We circled the date on the calendar and planned to attend. Our enthusiasm, free food aside, stemmed from a chance to actually meet more of the people who lived in our little neighborhood. Not being gregarious people who walk up to someone's door uninvited, we knew only the people who lived adjacent to our property. All lovely, generous, interesting people. Yet many more houses remained a mystery to us. Who lived in them, where did they work, did they adhere to similar goals and morals as we did, would they like to be our friends?
Our next door neighbor told us about the sense of community they all discovered following the year that four hurricanes hit the area. They brought out foods, defrosting because of lack of electricity, and had a big cook out, sharing food and drink and whatever they could. They helped each other clean up their yards and make repairs and when they returned to their homes, they all had bridged the initial get-acquainted hurdles that stood between them in the past.
So we watched the clock and followed the signs to the designated party central, hoping that something similar could happen for us. We weren't disappointed.
We met so many lovely people. We talked nonstop and people gathered around my husband in his wheelchair without hesitation. They didn't pester him with questions about 'what's wrong with you' but rather 'which house do you live in?' or "Where do you work?" or "Do you want more to eat?"
We asked similar questions, learned names and quickly forgot too many of them. Our brains couldn't handle the overload of friendly faces. We'd live in a neighborhood for so long where we encountered only a few people, that we were in a bit of shock.
One woman and I exchanged names and phone numbers -- wrote them down so that we could get together, maybe walk together around the neighborhood. She took me in her house to find paper and pen and I looked around her familiar kitchen -- all of the houses in the development are similar. But hers was so tidy. So clean. So well decorated. And the furniture was stunning. I couldn't wait to get home and start cleaning and throwing things away and putting my own house in order.
Since that night we feel ourselves becoming part of the community. If we forgot names, we remember faces. We'll wave and smile and know these are good people who live here the next time we see them. We'll wave and smile at Rose as she takes her walk cloaked in her ankle length overcoat and wide brimmed hat and oversized sunglasses. We'll know she has sun allergies, is allergic to bee sting and lives alone -- a widow.
My husband and I grew up in small farming communities where everyone knew everyone else and had been neighbors and friends for generations. We 'belonged' and had never really thought that our lives would be otherwise. Then we began moving with his job and suddenly we were 'outsiders' and isolated and not equipped to find our way inside. Until this party.

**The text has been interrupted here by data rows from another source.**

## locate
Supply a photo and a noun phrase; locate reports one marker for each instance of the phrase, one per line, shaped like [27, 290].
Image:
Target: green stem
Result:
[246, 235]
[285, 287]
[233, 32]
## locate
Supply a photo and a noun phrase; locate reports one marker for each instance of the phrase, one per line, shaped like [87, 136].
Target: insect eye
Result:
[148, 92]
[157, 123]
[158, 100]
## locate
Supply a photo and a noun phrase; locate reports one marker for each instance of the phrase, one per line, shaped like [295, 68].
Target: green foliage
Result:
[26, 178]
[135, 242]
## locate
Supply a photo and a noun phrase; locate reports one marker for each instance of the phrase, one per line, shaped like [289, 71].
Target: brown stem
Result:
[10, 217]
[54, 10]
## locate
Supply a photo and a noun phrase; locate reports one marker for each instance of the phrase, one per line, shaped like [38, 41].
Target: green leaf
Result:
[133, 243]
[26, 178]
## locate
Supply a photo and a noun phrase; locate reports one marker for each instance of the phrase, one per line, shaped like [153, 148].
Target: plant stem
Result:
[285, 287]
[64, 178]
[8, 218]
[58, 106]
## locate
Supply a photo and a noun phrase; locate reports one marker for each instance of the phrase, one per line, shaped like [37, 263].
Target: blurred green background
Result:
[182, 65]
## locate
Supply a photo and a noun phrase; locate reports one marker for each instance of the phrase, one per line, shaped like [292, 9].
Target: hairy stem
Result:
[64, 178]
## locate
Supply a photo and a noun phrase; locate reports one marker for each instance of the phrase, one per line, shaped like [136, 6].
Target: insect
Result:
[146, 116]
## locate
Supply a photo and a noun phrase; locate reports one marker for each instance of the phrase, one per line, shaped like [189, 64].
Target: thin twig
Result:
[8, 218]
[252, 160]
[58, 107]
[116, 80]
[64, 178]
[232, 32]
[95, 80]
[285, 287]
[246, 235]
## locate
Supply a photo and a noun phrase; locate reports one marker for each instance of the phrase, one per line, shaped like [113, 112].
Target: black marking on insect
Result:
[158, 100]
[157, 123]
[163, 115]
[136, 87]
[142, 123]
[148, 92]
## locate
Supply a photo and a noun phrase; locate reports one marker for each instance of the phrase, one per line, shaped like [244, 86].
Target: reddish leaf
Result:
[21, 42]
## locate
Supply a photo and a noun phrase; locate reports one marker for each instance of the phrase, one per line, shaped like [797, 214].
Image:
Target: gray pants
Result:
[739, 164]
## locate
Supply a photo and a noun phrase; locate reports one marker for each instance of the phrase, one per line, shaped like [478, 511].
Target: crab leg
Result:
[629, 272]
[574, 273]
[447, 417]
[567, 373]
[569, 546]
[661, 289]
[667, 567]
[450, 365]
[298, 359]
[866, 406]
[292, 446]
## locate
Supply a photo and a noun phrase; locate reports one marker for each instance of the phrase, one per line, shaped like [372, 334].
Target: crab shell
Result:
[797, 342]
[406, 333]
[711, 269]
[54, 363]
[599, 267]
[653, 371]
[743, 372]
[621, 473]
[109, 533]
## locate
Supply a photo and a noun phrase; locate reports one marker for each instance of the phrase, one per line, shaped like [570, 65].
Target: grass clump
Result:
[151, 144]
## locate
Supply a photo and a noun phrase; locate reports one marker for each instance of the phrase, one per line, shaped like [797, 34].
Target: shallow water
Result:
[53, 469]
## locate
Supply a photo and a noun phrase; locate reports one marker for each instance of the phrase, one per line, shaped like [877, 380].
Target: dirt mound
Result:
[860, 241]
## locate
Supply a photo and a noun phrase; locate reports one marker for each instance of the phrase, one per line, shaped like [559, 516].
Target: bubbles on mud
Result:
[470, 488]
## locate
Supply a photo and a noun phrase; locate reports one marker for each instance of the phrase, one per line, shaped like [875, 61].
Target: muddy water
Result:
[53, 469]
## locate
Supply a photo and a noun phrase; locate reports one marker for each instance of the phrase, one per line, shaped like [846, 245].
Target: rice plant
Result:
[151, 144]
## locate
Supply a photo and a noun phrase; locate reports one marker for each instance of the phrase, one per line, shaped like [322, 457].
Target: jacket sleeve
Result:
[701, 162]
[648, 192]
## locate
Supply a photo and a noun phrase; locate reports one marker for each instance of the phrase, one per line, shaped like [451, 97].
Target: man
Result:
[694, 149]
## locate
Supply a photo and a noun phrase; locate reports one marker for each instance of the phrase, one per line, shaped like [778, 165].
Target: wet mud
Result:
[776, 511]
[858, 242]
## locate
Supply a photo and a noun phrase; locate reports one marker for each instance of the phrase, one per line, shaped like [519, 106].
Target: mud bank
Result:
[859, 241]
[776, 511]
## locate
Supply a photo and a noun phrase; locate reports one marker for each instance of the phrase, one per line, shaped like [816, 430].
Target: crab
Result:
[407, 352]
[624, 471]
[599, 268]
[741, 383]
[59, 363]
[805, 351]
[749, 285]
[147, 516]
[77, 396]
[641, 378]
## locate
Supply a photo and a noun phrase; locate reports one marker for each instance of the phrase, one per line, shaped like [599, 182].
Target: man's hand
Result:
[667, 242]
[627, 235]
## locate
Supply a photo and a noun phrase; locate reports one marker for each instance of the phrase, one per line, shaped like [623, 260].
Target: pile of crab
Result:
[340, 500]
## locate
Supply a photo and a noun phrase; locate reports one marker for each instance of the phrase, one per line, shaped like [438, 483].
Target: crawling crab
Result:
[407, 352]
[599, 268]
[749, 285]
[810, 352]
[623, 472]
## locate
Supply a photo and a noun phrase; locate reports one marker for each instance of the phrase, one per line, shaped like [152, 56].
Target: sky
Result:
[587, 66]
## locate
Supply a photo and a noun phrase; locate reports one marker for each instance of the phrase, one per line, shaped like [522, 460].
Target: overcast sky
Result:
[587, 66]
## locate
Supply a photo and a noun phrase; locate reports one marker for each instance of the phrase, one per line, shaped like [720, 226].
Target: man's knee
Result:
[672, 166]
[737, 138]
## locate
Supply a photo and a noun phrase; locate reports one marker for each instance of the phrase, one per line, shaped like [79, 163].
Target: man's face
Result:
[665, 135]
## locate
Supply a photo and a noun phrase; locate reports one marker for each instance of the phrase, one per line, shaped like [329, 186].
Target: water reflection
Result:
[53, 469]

The object was to acquaint us with service providers in the community, help our neighborhood become more aware of the people living around us. But for us, it planted a sense of community that we hadn't felt for far too long. Mom always says 'bloom where you're planted.'
We both began to 'take root' as we stood surrounded by friendly faces and neighbors who truly welcomed us to the community.
And we thoroughly enjoyed the grilled hot dogs and chips.